Het indrukken van het rempedaal wordt door de remlichtschakelaar medegedeeld aan de ABS/ASC-regeleenheid. Dit leidt tot het direkt beëindigen van een eventuele remingreep tijdens een ASC-regeling en leidt zodoende tot een verbetering van het regelcomfort.
Opmerking
Storingen in het remlichtschakelaarcircuit worden weliswaar in het storingsgeheugen opgeslagen, de ABS-veiligheidscontrolelamp wordt echter niet aangestuurd.
Een aangetrokken handrem wordt via de handremschakelaar gemeld aan de ABS/ASC-regeleenheid. Dit leidt tot het verhogen van de slipdrempel voor de regeling van het motorkoppel (MSR) en heeft zodoende een verbetering van het regelcomfort ten gevolge.
Onder bijzondere rijomstandigheden (b.v. wegrijden in diepe sneeuw) kan het deelsysteem ASC met de ASC-passieftoets uitgeschakeld worden. Dit wordt aangegeven door een constant brandende multifunctionele lamp. Het deelsysteem ABS blijft zonder beperkingen functioneren.
Na het opnieuw indrukken van de toets is het ASC weer actief.
Bij een ABS-regeling worden de voorwielen afzonderlijk geregeld, de achterwielen gemeenschappelijk. Een ABS-regelcyclus bestaat uit drie fasen: druk handhaven, druk opbouwen en druk verlagen.
Als een toerentalsensor een sterke vertraging van het wiel registreert, bestaat er dus een tendens tot blokkeren en wordt de remdruk van dit wiel eerst niet verhoogd, de druk wordt dus op het voorheen bereikte niveau gehouden.
Wordt de wielvertraging desondanks toch nog groter, dan wordt de remdruk verlaagd en het wiel wordt daardoor minder sterk afgeremd.
Het wiel zal door de minder sterke remdruk weer sneller gaan draaien. Bij het bereiken van een bepaalde grenswaarde van het wieltoerental wordt de druk weer verhoogd.

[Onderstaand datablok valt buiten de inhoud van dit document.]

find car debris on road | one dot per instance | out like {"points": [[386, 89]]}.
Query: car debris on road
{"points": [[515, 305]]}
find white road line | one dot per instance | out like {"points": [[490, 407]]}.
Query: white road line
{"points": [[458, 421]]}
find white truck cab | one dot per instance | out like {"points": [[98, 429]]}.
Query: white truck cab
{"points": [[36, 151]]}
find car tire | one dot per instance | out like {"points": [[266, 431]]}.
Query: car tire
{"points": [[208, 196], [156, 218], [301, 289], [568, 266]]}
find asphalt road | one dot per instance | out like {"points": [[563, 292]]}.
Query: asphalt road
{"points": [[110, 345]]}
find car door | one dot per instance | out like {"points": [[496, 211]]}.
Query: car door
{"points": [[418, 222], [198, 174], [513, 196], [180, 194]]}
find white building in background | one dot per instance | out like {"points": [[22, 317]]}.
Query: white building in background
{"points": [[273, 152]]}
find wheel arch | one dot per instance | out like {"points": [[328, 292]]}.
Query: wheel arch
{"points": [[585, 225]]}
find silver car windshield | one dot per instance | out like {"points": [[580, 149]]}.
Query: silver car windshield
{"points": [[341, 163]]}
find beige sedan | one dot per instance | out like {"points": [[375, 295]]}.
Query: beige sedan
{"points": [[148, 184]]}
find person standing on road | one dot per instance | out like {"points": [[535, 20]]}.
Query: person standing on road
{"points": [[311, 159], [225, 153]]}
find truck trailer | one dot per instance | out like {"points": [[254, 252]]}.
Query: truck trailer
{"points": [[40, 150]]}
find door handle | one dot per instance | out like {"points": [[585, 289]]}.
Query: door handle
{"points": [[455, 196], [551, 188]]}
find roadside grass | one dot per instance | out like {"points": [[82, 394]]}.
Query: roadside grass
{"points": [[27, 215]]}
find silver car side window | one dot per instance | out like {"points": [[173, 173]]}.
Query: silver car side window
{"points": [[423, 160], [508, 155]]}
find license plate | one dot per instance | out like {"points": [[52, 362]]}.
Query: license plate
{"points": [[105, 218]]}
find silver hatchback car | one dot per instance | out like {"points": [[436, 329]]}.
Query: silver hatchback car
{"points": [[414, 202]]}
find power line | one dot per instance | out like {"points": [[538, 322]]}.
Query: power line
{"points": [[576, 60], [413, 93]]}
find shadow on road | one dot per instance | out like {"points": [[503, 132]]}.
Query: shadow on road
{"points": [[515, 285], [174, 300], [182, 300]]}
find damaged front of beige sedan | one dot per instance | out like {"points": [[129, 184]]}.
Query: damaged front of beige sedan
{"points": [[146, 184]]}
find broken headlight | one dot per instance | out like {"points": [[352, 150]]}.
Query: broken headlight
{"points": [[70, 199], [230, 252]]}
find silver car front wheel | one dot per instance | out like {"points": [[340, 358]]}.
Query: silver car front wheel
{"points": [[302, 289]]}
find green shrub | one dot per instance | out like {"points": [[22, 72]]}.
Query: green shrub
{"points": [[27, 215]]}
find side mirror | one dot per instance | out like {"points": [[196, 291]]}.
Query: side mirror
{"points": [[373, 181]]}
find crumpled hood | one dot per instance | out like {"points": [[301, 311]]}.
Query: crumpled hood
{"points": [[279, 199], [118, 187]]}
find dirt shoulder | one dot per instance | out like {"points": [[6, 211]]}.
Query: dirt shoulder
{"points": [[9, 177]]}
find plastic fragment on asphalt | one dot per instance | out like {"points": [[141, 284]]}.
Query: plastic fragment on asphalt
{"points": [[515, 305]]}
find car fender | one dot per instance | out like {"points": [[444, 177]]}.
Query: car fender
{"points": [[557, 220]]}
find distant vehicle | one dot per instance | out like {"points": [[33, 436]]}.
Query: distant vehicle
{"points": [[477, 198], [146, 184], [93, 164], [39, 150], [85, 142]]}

Door deze drukopbouw wordt de draaibeweging van het wiel weer vertraagd.
Al naar gelang de weggesteldheid worden er ca. 5 tot 12 regelcyclussen per seconde doorlopen, de retourpomp wordt tijdens de regeling permanent aangestuurd.
De inlaatventielen zijn in de rust-toestand stroomloos open, de uitlaatventielen zijn in de rust-toestand stroomloos gesloten:
Drukfase |
Magneetventiel / toestand |
---|---|
Druk handhaven |
Inlaatventiel / gesloten (onder stroom) |
|
Uitlaatventiel / gesloten (stroomloos) |
Druk verlagen |
Inlaatventiel / gesloten (onder stroom) |
|
Uitlaatventiel / geopend (onder stroom) |
Druk opbouwen |
Inlaatventiel / geopend (stroomloos) |
|
Uitlaatventiel / gesloten (stroomloos) |
ASC voorkomt een te hoog koppel op de aangedreven wielen door beÏnvloeding van de gasklephoek in het motormanagement alsmede door het afremmen van de aangedreven wielen.
Dit wordt door de volgende ingrepen bereikt:
Bovendien wordt de aansturing van de automatische transmissie beÏnvloed.
De belangrijkste interfaces voor de ABS/ASC-regeleenheden zijn de voorgasklep, voor de digitale motorelektronica (DME), voor de adaptieve transmissieregeling (AGS) en voor de dynamo:
De ABS/ASC-regeleenheid reduceert of verhoogt het koppel op de aangedreven as als de voorgasklep overeenkomstig gesloten of geopend wordt. Deze ingreep is de eerste echte verhoudingsgewijs langzame maatregel voor het reduceren van het aandrijfkoppel bij ASC-regeling.
De volgende motorbeÏnvloeding door de digitale motorelektronica kunnen door de ABS/ASC-regeleenheid worden geactiveerd:
ingreep |
uitwerking |
---|---|
Contacthoekverstelling naar "Laat" |
Snelle, maar soepele reducering van het aandrijfmoment |
Ontstekings-/inspuitings-afschakeling |
Snelle vermindering van het aandrijfmoment |
verhoging van het stationair toerental |
reducering van het motorkoppel bij auto's met versnellingsbak |
Auto's met een adaptieve transmissieregeling (AGS) kunnen tijdens een ASC-regeling en wel hoofdzakelijk op rijbanen met sneeuw en ijs vanaf de ABS/ASC-regeleenheid een signaal ontvangen dat eventuele schakelingen en zodoende een verhoging van het koppel op de aangedreven as voorkomt.
Het dynamosignaal klem 61 is een redundant signaal en dient voor de registratie of de motor draait. Bij een lagere dynamospanning dan 8 V schakelt het deelsysteem ASC uit en de multifunctionele controlelamp brandt. Er wordt echter geen storing in het storingsgeheugen opgeslagen.